Stable Isotopes and Isotope Stratigraphy as Indicators of Changing Climate and Biosphere

Oxygen Isotopes

While most oxgen atoms have a mass of 16 (8 protons and 8 neutrons), a small number of oxygen atoms have a mass of 18 (8 protons and 10 neutrons). Both of these isotopes are stable; they do not undergo radioactive decay.

Water molecules (H2O) in the ocean may contain either isotope, oxygen 16 or oxygen 18. Water molecules containing oxygen 18 are heavier (18 atomic mass units vs. 20 atomic mass units since each hydrogen atom has a mass of just one).

Just as it is harder to throw a heavy object into the air than a light one, it is easier for water molecules containing the lighter oxygen 16 atoms to evaporate than the heavier oxygen 18 containing water molecules (the heavier ones need more kinetic energy to go into the gaseous state). In other words, as water evaporates from the ocean surface a disproportionately large amount of H2O-16 is evaporated compared to H2O -18. Therefore, the ratio of H2O-18 to H2O-16 in clouds formed from that evaporation is less ("lighter") than that in the seawater from which it evaporated.

If the moisture in those clouds falls as snow on a continent, and if that snow accumulates into an expanding continental ice sheet, then more and more isotopically light H2O will be stored on the continent and the remaining seawater will become progressively enriched in isotopically heavy H2O.

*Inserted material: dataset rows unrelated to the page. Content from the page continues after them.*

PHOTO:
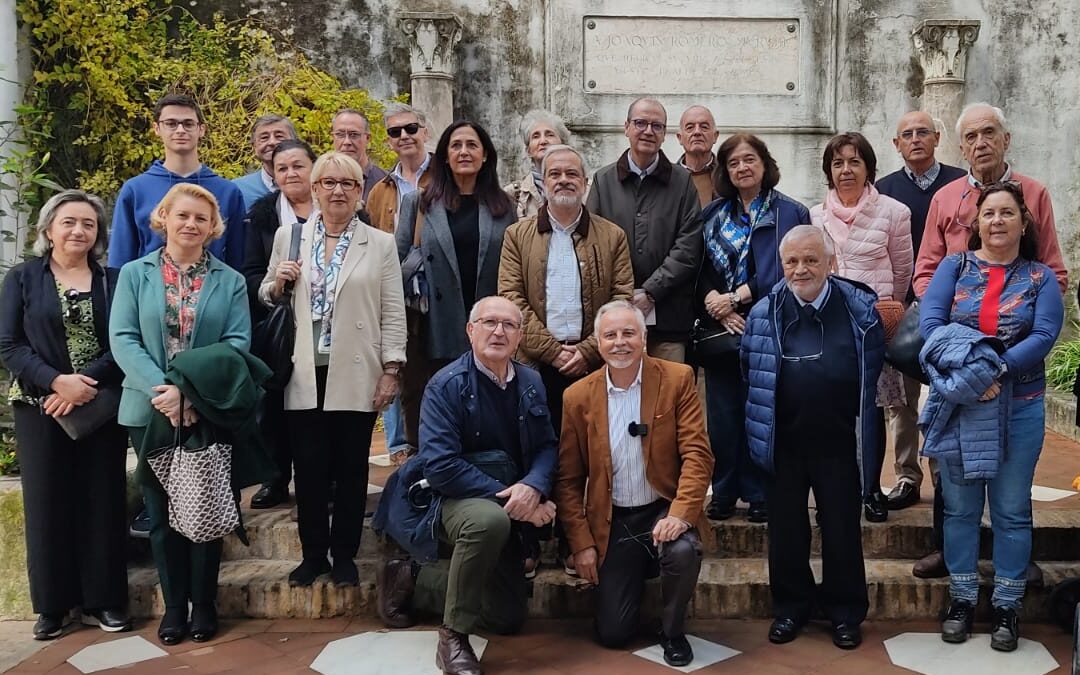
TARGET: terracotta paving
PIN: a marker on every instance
(544, 647)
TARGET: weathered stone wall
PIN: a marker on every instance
(1027, 59)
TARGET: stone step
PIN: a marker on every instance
(727, 588)
(906, 535)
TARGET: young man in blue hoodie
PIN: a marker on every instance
(179, 123)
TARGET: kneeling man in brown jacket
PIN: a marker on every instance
(633, 468)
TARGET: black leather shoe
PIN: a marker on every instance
(677, 650)
(720, 510)
(49, 626)
(174, 626)
(903, 496)
(875, 508)
(108, 620)
(307, 571)
(847, 635)
(203, 622)
(758, 512)
(783, 630)
(269, 496)
(343, 572)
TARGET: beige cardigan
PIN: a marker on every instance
(368, 322)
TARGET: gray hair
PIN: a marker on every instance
(805, 231)
(273, 119)
(543, 117)
(553, 149)
(403, 108)
(615, 306)
(48, 214)
(999, 115)
(474, 312)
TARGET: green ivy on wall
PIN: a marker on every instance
(99, 65)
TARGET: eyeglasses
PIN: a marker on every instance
(644, 124)
(912, 133)
(331, 184)
(491, 324)
(189, 125)
(349, 135)
(410, 129)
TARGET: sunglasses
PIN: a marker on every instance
(410, 129)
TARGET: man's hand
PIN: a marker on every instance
(669, 528)
(584, 562)
(577, 365)
(522, 500)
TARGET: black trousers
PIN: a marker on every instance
(331, 447)
(632, 558)
(187, 570)
(832, 472)
(75, 499)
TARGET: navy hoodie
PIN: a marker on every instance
(132, 238)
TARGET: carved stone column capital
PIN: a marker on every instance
(431, 37)
(942, 46)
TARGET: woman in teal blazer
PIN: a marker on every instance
(173, 299)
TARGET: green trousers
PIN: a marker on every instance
(187, 570)
(482, 585)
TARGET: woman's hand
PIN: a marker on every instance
(287, 270)
(75, 388)
(991, 392)
(385, 391)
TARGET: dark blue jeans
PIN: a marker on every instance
(734, 475)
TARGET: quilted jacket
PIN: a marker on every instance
(759, 350)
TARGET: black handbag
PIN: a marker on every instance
(902, 352)
(712, 345)
(274, 337)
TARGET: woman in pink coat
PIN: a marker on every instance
(872, 235)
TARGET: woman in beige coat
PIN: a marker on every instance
(350, 347)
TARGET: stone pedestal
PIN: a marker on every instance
(942, 46)
(431, 37)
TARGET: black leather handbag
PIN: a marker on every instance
(274, 337)
(902, 352)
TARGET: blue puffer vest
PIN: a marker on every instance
(760, 364)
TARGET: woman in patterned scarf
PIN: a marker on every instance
(349, 351)
(742, 229)
(54, 340)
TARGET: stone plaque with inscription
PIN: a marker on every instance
(677, 55)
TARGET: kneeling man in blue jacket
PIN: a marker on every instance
(487, 456)
(812, 352)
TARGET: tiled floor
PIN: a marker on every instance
(543, 648)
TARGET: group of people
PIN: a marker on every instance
(532, 349)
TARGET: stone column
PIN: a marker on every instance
(942, 46)
(431, 38)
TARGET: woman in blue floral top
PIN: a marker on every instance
(1000, 289)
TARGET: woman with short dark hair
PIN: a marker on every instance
(54, 339)
(742, 230)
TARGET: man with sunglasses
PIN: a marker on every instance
(179, 124)
(634, 466)
(657, 205)
(812, 351)
(351, 134)
(914, 185)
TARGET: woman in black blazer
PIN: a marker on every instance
(54, 339)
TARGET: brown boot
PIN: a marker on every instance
(394, 586)
(454, 655)
(930, 566)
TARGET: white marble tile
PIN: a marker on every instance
(705, 653)
(395, 652)
(926, 652)
(116, 653)
(1049, 494)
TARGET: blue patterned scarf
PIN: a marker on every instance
(727, 235)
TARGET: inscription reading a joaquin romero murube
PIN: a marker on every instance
(671, 55)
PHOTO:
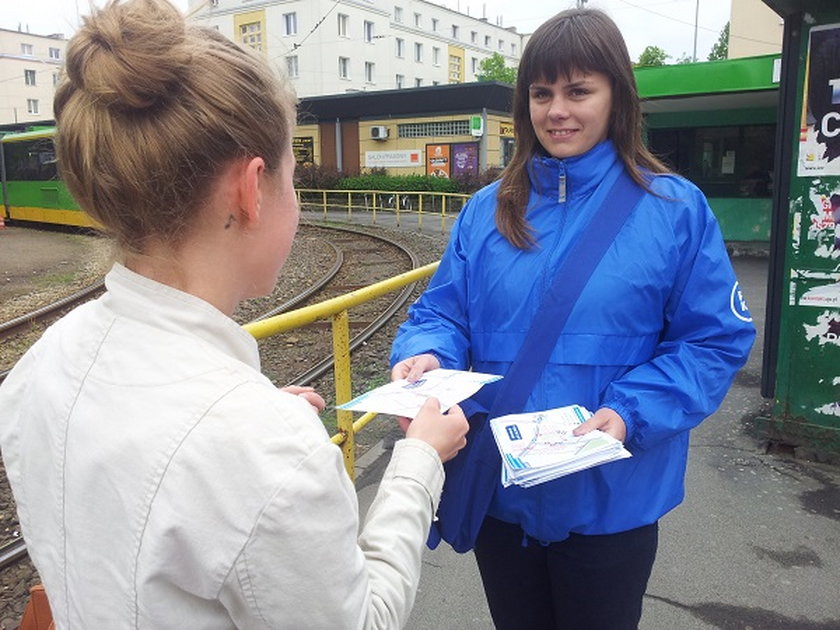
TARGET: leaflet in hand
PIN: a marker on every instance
(402, 398)
(538, 447)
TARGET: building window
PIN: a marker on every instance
(290, 24)
(292, 68)
(455, 69)
(431, 129)
(250, 34)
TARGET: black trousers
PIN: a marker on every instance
(581, 583)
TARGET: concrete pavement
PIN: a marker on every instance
(755, 545)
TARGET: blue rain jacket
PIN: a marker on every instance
(657, 335)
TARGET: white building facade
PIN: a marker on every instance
(335, 46)
(30, 67)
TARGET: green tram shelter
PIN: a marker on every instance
(801, 372)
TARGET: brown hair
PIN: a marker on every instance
(577, 40)
(151, 110)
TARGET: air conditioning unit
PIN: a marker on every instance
(379, 132)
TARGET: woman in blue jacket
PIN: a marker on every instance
(651, 346)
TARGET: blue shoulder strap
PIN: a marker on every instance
(572, 276)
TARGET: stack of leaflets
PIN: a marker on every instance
(402, 398)
(538, 447)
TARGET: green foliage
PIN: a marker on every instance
(493, 68)
(311, 176)
(652, 56)
(398, 183)
(721, 48)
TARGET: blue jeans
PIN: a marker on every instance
(581, 583)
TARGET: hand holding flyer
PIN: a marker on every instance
(402, 398)
(540, 446)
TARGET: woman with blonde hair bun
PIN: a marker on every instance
(161, 480)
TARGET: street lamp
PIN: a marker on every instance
(696, 14)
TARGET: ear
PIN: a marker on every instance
(250, 182)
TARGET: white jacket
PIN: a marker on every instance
(163, 482)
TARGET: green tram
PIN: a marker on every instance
(715, 123)
(32, 191)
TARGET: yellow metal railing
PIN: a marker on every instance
(337, 309)
(418, 204)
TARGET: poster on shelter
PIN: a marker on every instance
(303, 148)
(819, 136)
(437, 160)
(464, 159)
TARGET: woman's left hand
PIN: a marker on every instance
(308, 394)
(608, 421)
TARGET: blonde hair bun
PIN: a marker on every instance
(129, 55)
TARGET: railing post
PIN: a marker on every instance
(343, 388)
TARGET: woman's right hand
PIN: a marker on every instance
(412, 369)
(445, 432)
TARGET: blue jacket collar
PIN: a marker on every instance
(583, 173)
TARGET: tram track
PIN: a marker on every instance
(359, 258)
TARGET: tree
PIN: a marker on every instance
(652, 56)
(721, 48)
(493, 68)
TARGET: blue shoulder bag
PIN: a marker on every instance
(472, 476)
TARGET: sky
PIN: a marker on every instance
(668, 24)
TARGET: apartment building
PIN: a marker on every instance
(29, 71)
(754, 29)
(337, 46)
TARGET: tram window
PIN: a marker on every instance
(30, 161)
(723, 161)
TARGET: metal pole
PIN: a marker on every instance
(696, 14)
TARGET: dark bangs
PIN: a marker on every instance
(565, 48)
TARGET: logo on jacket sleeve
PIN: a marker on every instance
(738, 304)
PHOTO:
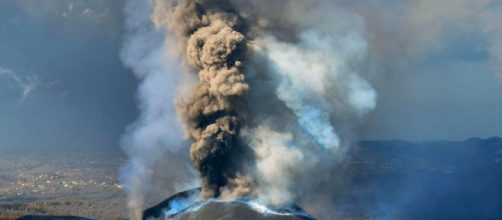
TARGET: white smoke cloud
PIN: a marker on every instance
(315, 75)
(278, 162)
(157, 131)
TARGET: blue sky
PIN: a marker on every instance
(435, 68)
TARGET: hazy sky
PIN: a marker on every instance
(434, 67)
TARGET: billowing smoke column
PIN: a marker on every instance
(211, 33)
(268, 95)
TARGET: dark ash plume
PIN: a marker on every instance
(213, 42)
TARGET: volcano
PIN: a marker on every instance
(187, 206)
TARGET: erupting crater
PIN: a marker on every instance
(187, 205)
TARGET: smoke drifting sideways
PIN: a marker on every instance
(278, 94)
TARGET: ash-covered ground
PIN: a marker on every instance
(378, 180)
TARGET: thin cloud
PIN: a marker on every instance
(27, 85)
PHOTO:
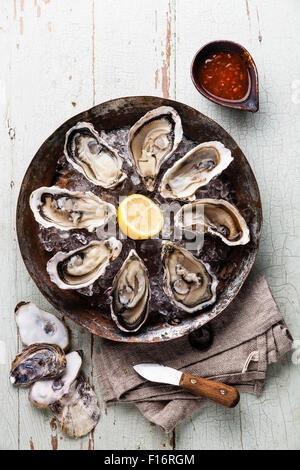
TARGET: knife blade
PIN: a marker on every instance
(218, 392)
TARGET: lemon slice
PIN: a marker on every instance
(139, 217)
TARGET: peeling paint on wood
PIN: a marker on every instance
(66, 73)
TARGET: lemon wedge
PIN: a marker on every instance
(139, 217)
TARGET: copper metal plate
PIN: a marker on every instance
(41, 172)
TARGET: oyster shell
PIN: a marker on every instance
(78, 411)
(37, 362)
(46, 392)
(81, 267)
(152, 140)
(188, 282)
(67, 210)
(131, 294)
(197, 168)
(215, 216)
(37, 326)
(93, 157)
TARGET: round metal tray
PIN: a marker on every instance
(41, 172)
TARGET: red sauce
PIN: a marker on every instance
(225, 74)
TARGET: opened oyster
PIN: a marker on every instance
(131, 294)
(80, 268)
(215, 216)
(66, 210)
(46, 392)
(188, 282)
(197, 168)
(152, 140)
(78, 411)
(36, 362)
(37, 326)
(93, 157)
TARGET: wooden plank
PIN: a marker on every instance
(49, 80)
(269, 142)
(8, 340)
(60, 58)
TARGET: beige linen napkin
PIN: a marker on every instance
(248, 335)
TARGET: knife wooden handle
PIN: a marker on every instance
(220, 393)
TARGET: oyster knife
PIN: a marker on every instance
(220, 393)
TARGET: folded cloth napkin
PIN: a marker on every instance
(248, 335)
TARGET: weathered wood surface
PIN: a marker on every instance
(59, 57)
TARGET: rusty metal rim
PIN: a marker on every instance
(192, 327)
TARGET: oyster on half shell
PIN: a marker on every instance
(37, 362)
(37, 326)
(45, 392)
(67, 210)
(152, 140)
(188, 282)
(78, 411)
(93, 157)
(215, 216)
(131, 294)
(81, 267)
(195, 169)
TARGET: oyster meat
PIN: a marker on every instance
(215, 216)
(37, 326)
(93, 157)
(131, 294)
(197, 168)
(81, 267)
(188, 282)
(78, 411)
(46, 392)
(67, 210)
(36, 362)
(152, 140)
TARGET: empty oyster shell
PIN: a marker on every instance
(81, 267)
(188, 282)
(37, 326)
(93, 157)
(78, 411)
(131, 294)
(46, 392)
(152, 140)
(197, 168)
(36, 362)
(215, 216)
(67, 210)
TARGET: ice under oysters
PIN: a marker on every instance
(152, 140)
(81, 267)
(195, 169)
(188, 282)
(215, 216)
(131, 294)
(93, 157)
(67, 210)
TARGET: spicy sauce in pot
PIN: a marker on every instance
(225, 74)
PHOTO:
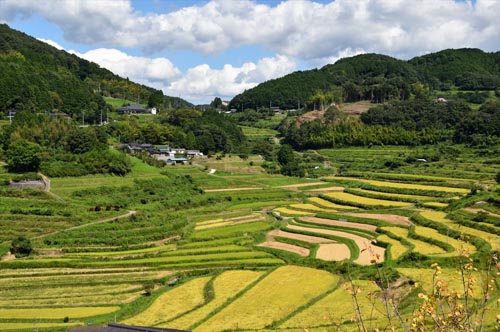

The oxygen isotopic ratio in carbonate shells is in equilibrium with that in seawater at the time that the shells form. Therefore, layer by layer study of the oxygen isotopic ratio in shells in marine sedimentary strata can yield a record of the waxing and waning of continental ice sheets. More oxygen 18 means more ice on the continents. More oxygen 16 means less ice.

Carbon Isotopes

There are two stable carbon isotopes, carbon 12 (6 protons and 6 neutrons) and carbon 13 (6 protons and 7 neutrons). Photosynthetic organisms use disproportionately more CO2 containing the lighter carbon 12 than the heavier carbon 13 (the lighter molecules move faster and therefore diffuse more easily into plant cells where photosynthesis takes place).

During periods of high biological productivity more light carbon 12 is locked up in living organisms and organic matter being buried and preserved in sedimentary rocks. Consequently, the atmosphere and oceans become depleted in carbon 12 and enriched in carbon 13.

The carbon isotopic ratio in calcareous shells of marine organisms is in equilibrium with that of seawater. So as more carbon 12 is held in biomass during times of high primary productivity, and increased burial of organic carbon, calcareous (CaCO3) skeletal materials become enriched in carbon 13. During periods of low biological productivity and decreased burial of organic carbon, for example following mass extinctions, marine calcareous skeletal materials become enriched in carbon 12.